Rapporteur’s report sparks debate
European Member of Parliament (MEP) Ian Duncan, who is spearheading the reform efforts in the legislative body, published his recommendations in late May. “Right now, the ETS is like a car without an engine. We need to ensure it is fit to do the job it should and drive emissions reductions in Europe,” he said.
His report calls for allowing member countries to retire extra allowances when power plants close. He also called for assigning industries one of four levels of carbon leakage risk and allocating a corresponding percent of free permits to each risk category. The report suggests reassessing the LRF after the first UN global stocktake on climate contributions in 2023, when countries will report their progress to one another, and for addressing overlapping EU energy policies when they work at cross-purposes.
“The Paris Agreement has set a test for all of us, and our legislation must be fit to adapt to the new targets that Paris will produce,” said Duncan, referring to the universal climate accord adopted in the French capital city late last year.
Many environmental leaders worry, however, that even the reforms under consideration will not be enough to achieve the EU’s pledged contribution to the Paris Agreement.
The European Commission predicts carbon prices will climb to €14 per tonne in the next decade. As reported by Climate Home, Thomson Reuters Point Carbon predicts Duncan’s reforms would only boost the carbon price by an additional €2 to €16 per tonne. Traders argue that carbon needs to hit €40 per tonne to achieve the goals outlined in the Paris Agreement.
Some critics argue that the reforms under ENVI’s consideration are weaker than those proposed by the European Parliament’s Industry, Research and Energy Committee (ITRE).

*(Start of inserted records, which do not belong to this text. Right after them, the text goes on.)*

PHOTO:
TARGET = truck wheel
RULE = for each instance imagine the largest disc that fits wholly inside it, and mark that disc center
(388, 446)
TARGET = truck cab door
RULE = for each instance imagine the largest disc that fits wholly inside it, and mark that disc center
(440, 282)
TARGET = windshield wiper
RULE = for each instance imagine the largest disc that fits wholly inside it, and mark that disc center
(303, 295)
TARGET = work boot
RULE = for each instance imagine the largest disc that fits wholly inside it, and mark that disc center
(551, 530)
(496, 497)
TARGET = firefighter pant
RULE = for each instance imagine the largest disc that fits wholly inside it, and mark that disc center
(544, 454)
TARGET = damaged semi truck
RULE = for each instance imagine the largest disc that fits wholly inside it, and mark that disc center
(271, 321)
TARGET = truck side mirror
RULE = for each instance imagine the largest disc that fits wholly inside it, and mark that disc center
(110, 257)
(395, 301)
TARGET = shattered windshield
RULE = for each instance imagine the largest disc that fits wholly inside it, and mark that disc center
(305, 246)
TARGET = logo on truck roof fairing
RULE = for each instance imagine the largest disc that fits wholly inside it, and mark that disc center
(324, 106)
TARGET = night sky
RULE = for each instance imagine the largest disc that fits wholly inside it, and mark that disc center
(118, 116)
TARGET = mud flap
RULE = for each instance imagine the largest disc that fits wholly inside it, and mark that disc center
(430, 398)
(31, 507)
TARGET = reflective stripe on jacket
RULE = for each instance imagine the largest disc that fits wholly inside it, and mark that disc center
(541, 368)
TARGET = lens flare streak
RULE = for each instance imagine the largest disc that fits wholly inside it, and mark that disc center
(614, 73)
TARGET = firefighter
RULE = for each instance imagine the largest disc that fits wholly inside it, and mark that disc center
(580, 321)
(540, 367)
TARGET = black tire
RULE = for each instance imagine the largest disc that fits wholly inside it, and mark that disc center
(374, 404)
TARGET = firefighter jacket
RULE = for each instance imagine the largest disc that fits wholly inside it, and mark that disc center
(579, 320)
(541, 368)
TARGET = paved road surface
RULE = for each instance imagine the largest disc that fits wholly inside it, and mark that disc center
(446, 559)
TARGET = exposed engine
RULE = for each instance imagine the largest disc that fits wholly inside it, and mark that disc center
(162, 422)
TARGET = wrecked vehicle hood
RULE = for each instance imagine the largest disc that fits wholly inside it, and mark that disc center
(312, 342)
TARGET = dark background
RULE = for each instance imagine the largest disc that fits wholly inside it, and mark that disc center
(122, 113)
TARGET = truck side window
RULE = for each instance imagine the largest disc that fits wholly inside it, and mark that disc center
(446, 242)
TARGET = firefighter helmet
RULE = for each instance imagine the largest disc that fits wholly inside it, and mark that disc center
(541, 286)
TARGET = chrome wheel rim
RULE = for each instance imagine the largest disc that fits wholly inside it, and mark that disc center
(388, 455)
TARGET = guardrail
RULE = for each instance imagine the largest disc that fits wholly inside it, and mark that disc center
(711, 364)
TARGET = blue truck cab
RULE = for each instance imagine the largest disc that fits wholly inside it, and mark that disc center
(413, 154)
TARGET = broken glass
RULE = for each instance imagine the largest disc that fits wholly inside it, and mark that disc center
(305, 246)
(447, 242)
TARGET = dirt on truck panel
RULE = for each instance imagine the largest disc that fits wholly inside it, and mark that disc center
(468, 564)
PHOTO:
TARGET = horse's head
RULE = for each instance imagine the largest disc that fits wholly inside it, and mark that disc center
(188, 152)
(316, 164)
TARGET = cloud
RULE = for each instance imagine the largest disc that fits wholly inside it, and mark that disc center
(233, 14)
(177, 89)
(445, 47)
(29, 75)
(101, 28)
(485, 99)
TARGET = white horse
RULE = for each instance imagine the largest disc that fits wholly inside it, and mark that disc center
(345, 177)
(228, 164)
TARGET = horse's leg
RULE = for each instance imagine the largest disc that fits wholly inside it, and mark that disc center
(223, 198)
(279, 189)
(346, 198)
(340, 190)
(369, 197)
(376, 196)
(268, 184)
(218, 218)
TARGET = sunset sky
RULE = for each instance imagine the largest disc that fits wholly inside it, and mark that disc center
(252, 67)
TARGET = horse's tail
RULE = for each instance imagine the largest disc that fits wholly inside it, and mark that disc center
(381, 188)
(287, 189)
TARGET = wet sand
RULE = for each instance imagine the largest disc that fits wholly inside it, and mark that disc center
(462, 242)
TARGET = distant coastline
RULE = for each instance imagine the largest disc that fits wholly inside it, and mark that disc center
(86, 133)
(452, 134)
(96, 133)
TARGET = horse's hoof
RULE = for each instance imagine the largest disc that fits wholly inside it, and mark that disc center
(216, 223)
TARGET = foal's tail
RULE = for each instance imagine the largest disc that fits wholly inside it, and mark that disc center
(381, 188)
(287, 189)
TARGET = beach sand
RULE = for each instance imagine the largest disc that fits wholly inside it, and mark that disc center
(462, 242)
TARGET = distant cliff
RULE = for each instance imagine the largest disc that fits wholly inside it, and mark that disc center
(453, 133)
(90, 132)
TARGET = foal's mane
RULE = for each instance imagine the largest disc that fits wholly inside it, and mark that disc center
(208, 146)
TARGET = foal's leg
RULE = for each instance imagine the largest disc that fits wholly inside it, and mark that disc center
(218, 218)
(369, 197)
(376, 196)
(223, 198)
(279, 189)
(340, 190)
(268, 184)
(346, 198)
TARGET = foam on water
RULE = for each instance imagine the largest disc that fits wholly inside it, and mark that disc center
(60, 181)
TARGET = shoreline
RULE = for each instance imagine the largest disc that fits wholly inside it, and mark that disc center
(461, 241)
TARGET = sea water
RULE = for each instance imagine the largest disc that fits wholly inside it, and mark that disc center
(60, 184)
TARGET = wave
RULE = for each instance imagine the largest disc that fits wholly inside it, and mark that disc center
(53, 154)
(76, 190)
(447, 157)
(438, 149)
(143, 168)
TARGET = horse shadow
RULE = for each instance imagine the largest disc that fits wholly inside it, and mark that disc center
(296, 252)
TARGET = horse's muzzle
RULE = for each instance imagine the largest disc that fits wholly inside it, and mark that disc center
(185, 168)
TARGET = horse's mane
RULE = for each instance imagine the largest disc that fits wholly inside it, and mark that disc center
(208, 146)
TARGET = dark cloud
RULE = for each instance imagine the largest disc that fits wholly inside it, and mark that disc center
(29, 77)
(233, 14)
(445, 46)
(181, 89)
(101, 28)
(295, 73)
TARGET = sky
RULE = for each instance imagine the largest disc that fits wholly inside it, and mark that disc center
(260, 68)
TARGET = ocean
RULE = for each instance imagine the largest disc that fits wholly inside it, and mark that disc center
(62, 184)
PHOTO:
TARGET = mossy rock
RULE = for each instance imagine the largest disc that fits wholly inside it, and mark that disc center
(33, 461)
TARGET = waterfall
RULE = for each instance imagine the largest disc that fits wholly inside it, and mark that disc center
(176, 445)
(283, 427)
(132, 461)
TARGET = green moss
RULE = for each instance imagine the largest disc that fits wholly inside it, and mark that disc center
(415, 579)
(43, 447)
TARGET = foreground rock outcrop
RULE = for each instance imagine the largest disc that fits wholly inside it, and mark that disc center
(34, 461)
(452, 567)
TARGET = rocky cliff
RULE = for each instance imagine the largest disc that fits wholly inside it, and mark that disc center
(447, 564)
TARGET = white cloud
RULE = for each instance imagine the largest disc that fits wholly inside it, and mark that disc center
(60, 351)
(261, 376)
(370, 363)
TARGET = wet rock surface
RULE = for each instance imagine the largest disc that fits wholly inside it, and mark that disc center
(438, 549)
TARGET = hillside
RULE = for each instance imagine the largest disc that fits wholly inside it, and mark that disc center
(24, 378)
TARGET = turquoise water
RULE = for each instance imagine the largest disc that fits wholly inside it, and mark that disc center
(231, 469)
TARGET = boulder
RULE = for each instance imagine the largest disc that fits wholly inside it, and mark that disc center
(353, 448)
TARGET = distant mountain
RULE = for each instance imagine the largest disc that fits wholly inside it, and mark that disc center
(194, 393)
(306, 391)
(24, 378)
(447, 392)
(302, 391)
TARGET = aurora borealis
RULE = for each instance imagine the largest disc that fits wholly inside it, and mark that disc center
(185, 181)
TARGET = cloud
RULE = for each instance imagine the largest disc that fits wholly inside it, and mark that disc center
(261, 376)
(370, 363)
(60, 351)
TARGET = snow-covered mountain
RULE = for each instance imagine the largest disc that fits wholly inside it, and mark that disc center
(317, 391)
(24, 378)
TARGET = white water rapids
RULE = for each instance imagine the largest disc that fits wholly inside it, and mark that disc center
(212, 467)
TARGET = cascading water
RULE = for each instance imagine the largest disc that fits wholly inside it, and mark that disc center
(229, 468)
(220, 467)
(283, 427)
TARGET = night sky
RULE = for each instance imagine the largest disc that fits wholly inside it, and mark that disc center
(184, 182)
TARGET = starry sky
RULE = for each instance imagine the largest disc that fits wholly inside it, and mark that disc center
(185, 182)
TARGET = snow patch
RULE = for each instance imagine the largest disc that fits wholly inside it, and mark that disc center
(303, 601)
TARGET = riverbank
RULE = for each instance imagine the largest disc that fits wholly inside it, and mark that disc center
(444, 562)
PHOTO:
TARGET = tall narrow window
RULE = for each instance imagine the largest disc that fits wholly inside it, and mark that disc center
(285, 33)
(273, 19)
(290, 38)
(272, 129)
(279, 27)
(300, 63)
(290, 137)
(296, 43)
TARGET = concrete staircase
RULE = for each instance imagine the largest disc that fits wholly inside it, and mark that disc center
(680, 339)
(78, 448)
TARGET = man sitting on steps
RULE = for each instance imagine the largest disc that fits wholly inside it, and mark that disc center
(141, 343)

In an op-ed published by the media outlet EurActiv, Duncan contends that his proposals are borne from hard-earned compromises and reflect political realities.
A vote in the ENVI committee is expected on 8 December, with plenary likely to consider it in February.
At the Council level, although ministers on Monday did not resolve all the issues facing EU ETS, they agreed that reforms are key, while the bloc’s competitiveness in economic terms must also be assured, as reported in Business Green.
ICTSD reporting; “EU carbon price forecast inches up on reform plans,” CLIMATE HOME, 31 May 2016; “France pushes for 2.4% annual ETS cap cut EU as ministers shift towards flexible target-setting,” CARBON PULSE, 20 June 2016; “Why the shrill posturing on my ETS reforms?” EURACTIV, 9 June 2016; “EU environment ministers urge Paris ratification and carbon trading reform,” BUSINESSGREEN, 21 June 2016.